In the "lost-race" cases, there was cmpxchg contention that the current thread lost. Retry is a reasonable thing to do, though that's up to the application. Success on retry is of course not guaranteed, because there could again be contention with some other thread, but at least somebody is making progress.

In the "operation-in-progress" cases the queue is in a state where the current operation cannot make progress until a different thread changes the state. If that other thread happens to have been descheduled or something like that, it could be a (comparatively) very long time before that happens, with lots of expensive spinning by a retrying try_pop.

So I think the comment for that state needs some more work.  Maybe something like this?

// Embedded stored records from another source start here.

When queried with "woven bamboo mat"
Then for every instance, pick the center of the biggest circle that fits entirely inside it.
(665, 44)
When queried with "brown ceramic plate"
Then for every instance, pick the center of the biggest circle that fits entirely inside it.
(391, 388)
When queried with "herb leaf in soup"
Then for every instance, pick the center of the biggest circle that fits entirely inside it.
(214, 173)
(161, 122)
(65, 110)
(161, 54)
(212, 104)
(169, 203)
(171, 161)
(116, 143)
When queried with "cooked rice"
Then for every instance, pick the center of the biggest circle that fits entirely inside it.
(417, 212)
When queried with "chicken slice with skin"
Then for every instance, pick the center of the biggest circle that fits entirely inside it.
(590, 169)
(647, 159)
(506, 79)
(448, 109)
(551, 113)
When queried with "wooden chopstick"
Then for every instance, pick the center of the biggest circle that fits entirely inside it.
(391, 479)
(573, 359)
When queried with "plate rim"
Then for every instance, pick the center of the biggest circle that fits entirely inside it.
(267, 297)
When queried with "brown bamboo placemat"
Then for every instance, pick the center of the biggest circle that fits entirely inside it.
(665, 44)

"An in-progress concurrent operation interfered with taking what had been the only remaining element in the queue. A concurrent try_pop may have already claimed it, but not completely updated the queue.  Alternatively, a concurrent push/append may have not yet linked the new entry(s) to the former sole entry. Retrying the try_pop will continue to fail in this way until that other thread has updated the queue's internal structure."

That was sufficient for the G1DCQS usage, so I stopped trying to do better.  (I don't even know if it's possible to do better, though I have some old notes on an idea.) But it's pretty ugly for a general utility, which is why I left this queue class buried inside G1DCQS rather than hoisting it out and generalizing it.